Long before he was elected to the Texas House of Representatives in 2004, Hubert Vo had a vision for Alief and the International Management District.
Alief is a little corner of the city that’s somewhat isolated, he acknowledged, but that can be remedied.
Vo has already started the wheels in motion for some of those changes, talking to Metro about the possibility of extending the light rail line all the way out to the western edge of town and giving a nod to some of the ideas put forth by the University of Houston’s Collaborative Community Design Initiative. The management district is already doing its part to help change the image, particularly by reducing crime and cleaning up graffiti, he said.
He also said he would like to see a greater diversity in the area’s population and business ownership, the latter of which is now about 40% Asian. He would like to see the area celebrated as a cultural destination for the city–sort of like New York’s Little Italy, he added.
One of the keys to drawing in new residents and new business is the turnaround is Alief ISD which has overcome challenges and is now a recognized district, he said.
“A lot of low-income housing projects have presented a challenge to the school district in the past,” he said. “We need to attract more young professionals to the area, and enhancing the quality of life and and maintaining the quality of our schools will help accomplish that.”
Vo’s goals for improving education extend beyond the boundaries of the District, as this is a key issue for him. When he and his family came to Texas in 1975 after the fall of Saigon, he realized the value of the education opportunities in this country. By working nights as a machinist at Hughes Tool Company, he was able to complete a degree in mechanical engineering at the University of Houston. When he graduated, however, oil industry jobs were waning, but undaunted, he pursued other career alternatives––first in computers, then real estate and development.

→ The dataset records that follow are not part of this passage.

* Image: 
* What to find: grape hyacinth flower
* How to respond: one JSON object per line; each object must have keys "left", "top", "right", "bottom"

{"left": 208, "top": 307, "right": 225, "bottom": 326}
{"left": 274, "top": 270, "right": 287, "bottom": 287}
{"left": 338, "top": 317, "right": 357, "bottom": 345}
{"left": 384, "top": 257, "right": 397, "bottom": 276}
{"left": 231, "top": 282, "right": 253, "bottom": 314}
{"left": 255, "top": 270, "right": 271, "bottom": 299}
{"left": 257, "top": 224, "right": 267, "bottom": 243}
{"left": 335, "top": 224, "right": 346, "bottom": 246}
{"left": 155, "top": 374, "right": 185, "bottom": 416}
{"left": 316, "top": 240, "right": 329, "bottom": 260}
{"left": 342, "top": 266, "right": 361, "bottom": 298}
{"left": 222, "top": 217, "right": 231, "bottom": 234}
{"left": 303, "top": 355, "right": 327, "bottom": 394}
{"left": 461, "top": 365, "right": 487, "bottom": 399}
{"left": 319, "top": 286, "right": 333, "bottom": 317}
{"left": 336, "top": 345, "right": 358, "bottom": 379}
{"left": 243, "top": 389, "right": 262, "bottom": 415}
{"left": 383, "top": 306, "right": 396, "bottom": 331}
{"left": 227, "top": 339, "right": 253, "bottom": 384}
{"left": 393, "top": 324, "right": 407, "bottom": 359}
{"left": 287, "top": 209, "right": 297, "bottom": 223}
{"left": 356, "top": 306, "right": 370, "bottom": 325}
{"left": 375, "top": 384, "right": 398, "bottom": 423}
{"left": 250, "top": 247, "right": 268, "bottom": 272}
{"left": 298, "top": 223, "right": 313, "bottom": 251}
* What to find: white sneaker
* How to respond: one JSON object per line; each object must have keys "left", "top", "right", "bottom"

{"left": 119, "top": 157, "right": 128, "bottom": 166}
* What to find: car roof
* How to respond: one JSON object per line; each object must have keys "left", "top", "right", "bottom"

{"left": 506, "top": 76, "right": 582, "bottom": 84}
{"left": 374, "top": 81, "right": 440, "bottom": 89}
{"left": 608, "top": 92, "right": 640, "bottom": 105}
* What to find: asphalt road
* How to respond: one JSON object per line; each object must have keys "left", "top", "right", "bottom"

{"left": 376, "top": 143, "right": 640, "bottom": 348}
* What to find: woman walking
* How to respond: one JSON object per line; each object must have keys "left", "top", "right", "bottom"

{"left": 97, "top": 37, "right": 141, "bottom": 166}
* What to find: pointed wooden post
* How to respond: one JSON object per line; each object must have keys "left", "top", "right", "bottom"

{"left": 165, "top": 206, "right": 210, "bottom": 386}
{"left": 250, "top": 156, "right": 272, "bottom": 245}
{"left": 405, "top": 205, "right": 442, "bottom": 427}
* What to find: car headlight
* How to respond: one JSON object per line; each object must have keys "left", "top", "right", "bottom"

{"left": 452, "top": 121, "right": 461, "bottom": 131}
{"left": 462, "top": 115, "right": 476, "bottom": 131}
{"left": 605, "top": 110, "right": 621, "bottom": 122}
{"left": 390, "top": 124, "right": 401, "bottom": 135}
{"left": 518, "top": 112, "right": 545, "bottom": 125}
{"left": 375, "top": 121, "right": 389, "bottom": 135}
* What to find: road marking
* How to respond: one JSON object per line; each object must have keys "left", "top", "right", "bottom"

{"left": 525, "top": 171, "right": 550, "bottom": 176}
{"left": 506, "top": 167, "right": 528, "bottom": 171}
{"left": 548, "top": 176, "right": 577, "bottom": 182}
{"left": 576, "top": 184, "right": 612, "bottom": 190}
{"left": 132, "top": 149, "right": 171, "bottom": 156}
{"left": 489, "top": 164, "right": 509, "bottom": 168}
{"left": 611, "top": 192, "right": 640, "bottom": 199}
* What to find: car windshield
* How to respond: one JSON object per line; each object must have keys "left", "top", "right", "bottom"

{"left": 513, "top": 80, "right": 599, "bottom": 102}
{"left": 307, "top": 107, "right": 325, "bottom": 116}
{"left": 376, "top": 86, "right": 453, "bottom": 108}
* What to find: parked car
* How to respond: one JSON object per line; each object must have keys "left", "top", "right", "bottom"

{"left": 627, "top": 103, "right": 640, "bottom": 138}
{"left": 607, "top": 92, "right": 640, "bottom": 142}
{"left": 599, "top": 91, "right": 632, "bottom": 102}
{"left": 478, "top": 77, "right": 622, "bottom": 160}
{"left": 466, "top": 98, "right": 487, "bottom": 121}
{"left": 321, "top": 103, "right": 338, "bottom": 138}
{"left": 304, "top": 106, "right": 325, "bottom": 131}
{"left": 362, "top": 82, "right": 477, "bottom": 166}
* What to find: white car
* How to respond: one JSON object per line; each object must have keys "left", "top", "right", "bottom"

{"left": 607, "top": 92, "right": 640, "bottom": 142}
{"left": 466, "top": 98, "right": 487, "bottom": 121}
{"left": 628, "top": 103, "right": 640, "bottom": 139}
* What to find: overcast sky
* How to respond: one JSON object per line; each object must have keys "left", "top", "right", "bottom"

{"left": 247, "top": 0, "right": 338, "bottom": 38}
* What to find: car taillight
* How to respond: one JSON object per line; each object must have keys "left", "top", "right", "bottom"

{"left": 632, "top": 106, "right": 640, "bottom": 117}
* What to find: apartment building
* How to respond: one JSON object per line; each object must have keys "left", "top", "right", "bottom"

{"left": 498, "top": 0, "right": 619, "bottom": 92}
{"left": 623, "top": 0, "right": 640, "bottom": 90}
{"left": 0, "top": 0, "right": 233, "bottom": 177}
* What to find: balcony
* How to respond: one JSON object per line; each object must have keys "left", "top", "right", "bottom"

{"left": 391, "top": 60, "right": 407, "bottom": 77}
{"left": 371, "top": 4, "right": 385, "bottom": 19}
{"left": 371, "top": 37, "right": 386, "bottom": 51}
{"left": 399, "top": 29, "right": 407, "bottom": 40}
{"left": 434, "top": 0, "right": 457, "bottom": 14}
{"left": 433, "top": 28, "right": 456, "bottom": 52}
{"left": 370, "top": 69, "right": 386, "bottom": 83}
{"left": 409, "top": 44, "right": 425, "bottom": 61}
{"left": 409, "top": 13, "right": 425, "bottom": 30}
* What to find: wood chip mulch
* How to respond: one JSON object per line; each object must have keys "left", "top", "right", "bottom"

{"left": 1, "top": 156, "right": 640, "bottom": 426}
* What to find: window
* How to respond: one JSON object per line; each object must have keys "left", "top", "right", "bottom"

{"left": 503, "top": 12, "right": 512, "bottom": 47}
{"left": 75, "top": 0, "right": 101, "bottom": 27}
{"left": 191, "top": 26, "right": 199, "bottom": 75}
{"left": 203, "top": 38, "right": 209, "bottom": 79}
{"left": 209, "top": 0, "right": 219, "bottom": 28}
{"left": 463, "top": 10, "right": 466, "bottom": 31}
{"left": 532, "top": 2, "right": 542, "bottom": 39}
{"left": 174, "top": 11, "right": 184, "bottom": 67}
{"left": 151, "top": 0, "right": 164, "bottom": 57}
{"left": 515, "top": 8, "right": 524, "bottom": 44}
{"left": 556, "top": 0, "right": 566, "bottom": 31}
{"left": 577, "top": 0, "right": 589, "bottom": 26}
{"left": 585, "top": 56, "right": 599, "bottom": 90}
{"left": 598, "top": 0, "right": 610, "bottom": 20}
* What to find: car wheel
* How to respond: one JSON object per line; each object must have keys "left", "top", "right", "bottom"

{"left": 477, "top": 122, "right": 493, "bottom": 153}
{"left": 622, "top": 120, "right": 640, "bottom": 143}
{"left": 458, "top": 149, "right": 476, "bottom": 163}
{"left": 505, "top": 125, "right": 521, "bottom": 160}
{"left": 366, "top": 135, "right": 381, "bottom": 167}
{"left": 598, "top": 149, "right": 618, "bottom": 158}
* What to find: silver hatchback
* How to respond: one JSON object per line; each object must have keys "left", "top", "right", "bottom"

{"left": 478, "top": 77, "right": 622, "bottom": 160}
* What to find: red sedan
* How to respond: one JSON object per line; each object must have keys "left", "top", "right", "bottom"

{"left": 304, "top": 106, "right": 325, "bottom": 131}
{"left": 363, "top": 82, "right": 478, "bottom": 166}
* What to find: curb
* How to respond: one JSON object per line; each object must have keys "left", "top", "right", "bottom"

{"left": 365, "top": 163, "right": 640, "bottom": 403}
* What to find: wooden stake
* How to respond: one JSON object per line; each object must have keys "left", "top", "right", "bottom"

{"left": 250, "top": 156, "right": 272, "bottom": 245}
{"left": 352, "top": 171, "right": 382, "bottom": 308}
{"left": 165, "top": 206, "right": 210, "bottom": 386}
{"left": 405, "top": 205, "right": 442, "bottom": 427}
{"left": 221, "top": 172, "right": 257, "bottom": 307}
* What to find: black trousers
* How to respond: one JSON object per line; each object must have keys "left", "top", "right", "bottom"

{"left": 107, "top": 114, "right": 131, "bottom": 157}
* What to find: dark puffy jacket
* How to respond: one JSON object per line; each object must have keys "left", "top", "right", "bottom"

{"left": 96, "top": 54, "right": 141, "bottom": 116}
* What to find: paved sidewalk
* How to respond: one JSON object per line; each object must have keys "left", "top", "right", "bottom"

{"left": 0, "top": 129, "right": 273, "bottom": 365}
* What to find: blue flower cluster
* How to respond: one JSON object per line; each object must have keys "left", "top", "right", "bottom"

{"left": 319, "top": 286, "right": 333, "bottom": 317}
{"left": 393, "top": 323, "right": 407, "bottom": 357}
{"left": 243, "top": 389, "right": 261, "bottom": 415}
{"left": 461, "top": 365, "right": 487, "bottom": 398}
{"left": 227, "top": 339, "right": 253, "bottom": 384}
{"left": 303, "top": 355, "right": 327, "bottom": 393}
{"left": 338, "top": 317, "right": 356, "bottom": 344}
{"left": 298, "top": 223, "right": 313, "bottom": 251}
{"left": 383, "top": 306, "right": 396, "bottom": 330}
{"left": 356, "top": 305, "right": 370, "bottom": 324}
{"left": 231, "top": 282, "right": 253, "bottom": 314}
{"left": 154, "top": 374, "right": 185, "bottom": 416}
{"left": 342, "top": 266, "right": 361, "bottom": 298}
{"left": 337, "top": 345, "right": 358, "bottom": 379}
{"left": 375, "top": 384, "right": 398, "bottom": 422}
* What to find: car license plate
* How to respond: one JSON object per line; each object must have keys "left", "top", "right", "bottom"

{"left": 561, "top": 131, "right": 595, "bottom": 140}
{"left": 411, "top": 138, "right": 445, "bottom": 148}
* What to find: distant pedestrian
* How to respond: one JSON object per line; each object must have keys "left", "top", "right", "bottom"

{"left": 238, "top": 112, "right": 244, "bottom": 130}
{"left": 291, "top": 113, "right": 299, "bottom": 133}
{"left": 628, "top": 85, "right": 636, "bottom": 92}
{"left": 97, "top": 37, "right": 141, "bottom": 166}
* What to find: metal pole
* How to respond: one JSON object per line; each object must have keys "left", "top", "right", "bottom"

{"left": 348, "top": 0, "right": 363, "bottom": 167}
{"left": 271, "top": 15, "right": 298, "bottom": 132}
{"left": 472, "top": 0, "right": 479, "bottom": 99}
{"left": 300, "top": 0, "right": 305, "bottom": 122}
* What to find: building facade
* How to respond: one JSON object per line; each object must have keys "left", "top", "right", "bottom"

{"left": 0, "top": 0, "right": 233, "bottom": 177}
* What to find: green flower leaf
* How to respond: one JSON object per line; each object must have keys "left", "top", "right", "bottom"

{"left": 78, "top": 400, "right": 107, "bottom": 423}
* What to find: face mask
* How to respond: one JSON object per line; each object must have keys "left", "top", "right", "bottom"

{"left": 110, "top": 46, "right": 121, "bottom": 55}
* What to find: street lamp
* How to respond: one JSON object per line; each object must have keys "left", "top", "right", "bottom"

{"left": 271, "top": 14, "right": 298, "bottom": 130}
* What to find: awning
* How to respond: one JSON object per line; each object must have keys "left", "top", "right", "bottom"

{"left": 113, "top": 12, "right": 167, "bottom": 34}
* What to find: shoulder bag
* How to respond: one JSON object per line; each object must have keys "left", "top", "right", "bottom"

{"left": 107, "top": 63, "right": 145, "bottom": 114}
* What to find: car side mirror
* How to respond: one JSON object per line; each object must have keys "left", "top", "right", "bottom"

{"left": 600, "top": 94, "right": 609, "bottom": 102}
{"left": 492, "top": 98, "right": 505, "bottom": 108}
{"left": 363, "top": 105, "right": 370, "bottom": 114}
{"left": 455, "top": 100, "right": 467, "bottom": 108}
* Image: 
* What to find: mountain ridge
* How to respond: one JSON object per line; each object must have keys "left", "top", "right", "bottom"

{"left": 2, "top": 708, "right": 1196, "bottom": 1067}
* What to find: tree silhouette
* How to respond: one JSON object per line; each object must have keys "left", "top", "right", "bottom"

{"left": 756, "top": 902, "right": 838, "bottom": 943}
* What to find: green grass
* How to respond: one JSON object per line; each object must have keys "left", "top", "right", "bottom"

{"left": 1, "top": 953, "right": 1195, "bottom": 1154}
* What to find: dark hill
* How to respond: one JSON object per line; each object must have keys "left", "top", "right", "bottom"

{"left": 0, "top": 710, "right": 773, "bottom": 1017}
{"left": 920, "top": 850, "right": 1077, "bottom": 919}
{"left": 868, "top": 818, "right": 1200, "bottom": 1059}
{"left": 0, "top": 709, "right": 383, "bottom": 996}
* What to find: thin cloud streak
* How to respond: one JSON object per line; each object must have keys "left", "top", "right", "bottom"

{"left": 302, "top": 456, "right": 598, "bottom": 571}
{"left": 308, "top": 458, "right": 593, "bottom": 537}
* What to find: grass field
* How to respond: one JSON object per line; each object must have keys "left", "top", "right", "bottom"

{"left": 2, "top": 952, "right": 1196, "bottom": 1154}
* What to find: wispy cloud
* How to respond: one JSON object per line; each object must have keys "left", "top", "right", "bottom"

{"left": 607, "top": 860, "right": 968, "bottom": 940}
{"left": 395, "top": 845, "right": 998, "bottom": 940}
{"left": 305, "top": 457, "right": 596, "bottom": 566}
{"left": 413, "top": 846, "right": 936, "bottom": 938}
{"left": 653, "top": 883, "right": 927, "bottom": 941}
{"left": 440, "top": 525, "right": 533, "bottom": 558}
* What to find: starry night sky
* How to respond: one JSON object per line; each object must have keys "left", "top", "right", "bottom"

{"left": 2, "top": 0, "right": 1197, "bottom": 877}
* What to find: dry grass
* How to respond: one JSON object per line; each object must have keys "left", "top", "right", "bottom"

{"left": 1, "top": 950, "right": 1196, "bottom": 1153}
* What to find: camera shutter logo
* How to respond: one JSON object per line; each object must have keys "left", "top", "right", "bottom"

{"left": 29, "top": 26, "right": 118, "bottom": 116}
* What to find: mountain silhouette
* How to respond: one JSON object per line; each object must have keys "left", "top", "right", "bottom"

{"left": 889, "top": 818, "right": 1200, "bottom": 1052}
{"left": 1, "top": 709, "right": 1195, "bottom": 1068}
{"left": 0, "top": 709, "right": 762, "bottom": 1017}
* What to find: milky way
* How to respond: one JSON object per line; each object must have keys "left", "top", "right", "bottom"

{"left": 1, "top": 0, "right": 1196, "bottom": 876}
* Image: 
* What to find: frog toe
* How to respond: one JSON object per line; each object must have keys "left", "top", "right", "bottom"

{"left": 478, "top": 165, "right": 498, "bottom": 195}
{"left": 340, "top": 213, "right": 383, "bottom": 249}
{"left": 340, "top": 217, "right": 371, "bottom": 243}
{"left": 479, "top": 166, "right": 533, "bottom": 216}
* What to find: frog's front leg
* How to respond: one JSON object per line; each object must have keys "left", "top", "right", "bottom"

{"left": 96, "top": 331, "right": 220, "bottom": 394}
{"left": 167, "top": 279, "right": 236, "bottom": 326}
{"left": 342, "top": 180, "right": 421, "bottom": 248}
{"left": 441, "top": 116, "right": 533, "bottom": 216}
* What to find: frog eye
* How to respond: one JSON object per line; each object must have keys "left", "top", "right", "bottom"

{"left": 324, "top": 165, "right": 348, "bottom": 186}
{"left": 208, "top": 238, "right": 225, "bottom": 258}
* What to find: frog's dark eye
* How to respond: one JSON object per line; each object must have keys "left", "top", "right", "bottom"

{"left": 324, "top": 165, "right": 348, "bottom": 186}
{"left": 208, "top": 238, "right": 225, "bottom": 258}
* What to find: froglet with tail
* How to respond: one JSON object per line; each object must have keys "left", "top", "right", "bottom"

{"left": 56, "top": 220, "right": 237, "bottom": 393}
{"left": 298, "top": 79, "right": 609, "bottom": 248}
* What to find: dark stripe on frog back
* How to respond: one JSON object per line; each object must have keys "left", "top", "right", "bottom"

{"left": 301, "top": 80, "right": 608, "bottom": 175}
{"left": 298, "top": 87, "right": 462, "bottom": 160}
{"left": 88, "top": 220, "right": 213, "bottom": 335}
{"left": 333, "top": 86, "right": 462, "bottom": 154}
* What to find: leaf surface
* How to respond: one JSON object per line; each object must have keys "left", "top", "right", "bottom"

On a recent visit to a technical training school in Corpus Christi offering dual credit high school classes, Vo decided that the same kind of vocational training could be accomplished here in Houston. Students trained in industrial and deep-sea welding can make as much as $50,000 to $60,000 right after they graduate and acquire their industry certification, he said. Vo has invited the Association of General Contractors––one of the sponsors of the Corpus Christi school––to come here next fall to explore the possibilities of a Houston campus.
In the legislature, Vo is also focused on making sure state college tuitions remain affordable for Texas students, and has co-authored legislation to keep college textbook costs in line.
“When textbook publishers revise expensive texts like chemistry books, I prefer them to sell students an insert instead of the whole book all over again,” he said.
In addition to being dedicated to education, the state representative remains a strong advocate for public safety and business development.
Today, he’s still committed to making improvements in those areas within the District and beyond.